- Directed by: Vipin Mohan
- Written by: M. Sindhuraj
- Produced by: P. V. Basheer S. Vijayan
- Starring: Dileep; Navya Nair; Cochin Haneefa; Jagathy Sreekumar;
- Cinematography: Shaji Kumar
- Edited by: Ranjan Abraham
- Music by: Mohan Sithara
- Production company: Liberty Thara
- Distributed by: Liberty Thara
- Release date: 25 December 2003;
- Country: India
- Language: Malayalam

= Pattanathil Sundaran =

Pattanathil Sundaran is a 2003 Indian Malayalam-language domestic drama film directed by Vipin Mohan and written by M. Sindhuraj, starring Dileep and Navya Nair. The music was composed by Mohan Sithara.

==Plot==

The story follows Kizhakkethil Sundaresan, a misogynistic, lazy ration shop owner, who never attended college. He is married to Radhamani, an M.Sc. graduate. When Radhamani gets a job at the Secretariat in Thiruvananthapuram, she is excited and will need to move far from home. However, Sundaresan cannot leave his store and go with her, nor does he want Radhamani to go alone. In the argument that follows, Radhamani decides that she will go at any cost, and Sundaresan decides to go with her.

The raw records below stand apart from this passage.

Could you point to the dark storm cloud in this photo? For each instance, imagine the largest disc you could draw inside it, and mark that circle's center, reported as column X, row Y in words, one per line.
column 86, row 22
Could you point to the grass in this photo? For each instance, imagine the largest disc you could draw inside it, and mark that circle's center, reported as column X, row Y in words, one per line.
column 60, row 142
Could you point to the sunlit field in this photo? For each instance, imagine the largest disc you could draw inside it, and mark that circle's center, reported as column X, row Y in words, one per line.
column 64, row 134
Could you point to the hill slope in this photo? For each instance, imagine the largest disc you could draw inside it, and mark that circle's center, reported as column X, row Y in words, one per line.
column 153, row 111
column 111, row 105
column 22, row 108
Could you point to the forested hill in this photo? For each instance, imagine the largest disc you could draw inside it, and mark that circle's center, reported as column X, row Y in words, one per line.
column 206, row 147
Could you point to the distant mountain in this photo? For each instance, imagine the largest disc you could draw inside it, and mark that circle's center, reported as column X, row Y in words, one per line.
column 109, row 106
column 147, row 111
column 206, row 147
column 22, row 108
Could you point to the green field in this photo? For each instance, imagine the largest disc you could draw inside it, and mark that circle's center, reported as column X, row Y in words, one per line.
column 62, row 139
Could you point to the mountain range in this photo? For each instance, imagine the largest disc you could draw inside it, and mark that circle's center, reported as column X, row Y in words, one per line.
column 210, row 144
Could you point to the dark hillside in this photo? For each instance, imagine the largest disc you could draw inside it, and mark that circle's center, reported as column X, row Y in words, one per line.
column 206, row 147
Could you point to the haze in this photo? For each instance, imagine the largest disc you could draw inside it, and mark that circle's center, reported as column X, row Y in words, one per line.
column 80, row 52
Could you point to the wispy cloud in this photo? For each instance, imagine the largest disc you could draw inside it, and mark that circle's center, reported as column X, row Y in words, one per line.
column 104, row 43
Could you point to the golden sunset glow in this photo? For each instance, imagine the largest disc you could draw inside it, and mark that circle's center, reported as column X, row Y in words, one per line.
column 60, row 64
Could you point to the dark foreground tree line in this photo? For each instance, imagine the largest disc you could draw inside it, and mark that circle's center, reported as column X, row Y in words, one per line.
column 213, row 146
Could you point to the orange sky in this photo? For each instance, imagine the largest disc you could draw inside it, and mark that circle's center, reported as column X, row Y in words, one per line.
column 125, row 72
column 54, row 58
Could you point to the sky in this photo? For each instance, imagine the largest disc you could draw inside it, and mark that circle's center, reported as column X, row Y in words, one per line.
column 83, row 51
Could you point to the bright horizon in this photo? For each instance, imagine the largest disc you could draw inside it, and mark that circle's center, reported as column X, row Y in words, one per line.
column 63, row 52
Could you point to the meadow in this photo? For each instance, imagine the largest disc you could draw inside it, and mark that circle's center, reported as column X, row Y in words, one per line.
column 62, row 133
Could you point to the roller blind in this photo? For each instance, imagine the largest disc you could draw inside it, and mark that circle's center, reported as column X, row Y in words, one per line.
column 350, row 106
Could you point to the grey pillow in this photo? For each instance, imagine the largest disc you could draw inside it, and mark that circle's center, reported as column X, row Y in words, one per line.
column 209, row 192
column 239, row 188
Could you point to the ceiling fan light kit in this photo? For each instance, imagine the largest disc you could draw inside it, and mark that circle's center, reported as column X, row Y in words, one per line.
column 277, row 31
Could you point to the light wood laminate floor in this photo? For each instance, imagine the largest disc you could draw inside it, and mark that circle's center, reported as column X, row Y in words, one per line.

They both rent a home in Thiruvananthapuram. Sundaresan does all sorts of foul plays to get her fired from her job so that they can go home. Finally, he steals a confidential file that Radhamani was responsible for. He does this with the help of a clerk at her office, who also owns the house the couple is renting. Radhamani is humiliated at the office and attempts suicide. She is hospitalized, and Sundaresan confesses the truth to her boss. Radhamani decides to break up the relationship.

Later, Sundaresan learns that Radhamani is pregnant. However, all his attempts to heal the breakup and to see her fail. Sundaresan decides that he will join the evening college and take graduation. He works hard in his studies, earns his degree, and also takes a job as a bus conductor in KSRTC. Radhamani gives birth during that time, decides to forgive her husband, and the couple reunites.

==Cast==

- Dileep as Kizhakkethil Sundaresan
- Navya Nair as Radhamani Sundaresan
- Cochin Haneefa as P.K. Shekhara Pillai
- Anila Sreekumar as Nancy, Radhamani's colleague
- Baiju as Venugopal, Radhamani's colleague
- Kaviyoor Ponnamma as Bhavaniamma, Sasidharan and Sundaresan's mother
- Yamuna as Shekhara Pillai's wife
- Salim Kumar as Adv. Bhuvanachandran
- Sadiq as Mathews, Radhamani's boss
- Suresh Krishna as Kizhakkethil Sasidharan, Sundaresan's elder brother
- Sona Nair as Shalini, Sasidharan's wife
- Jagathy Sreekumar as Kattuvalli Krishnan, Radhamani's father
- Bindu Panicker as Rukmini, Radhamani's Mother
- Augustine as Varghese
- Mamukkoya as Kanaran
- Jagannathan as Gopalakrishnan Nair
- Poojappura Radhakrishnan as Aboobacker
- Prajod Kalabhavan as Zachariah, Tutor of evening college
- Hakim Rawther as Anil, Sundaresan's friend
- Geetha Salam as Babu, Labourer
- Nandu Poduval as Thomas, Lodge receptionist
- Alencier Ley Lopez as Uncredited role
- Mahalakshmi
- Zeira Mathews as baby in a song

== Soundtrack ==
All the songs were composed by Mohan Sithara and the lyrics were written by B. R. Prasad, Sathyan Anthikad and Kaithapram Damodaran Namboothiri.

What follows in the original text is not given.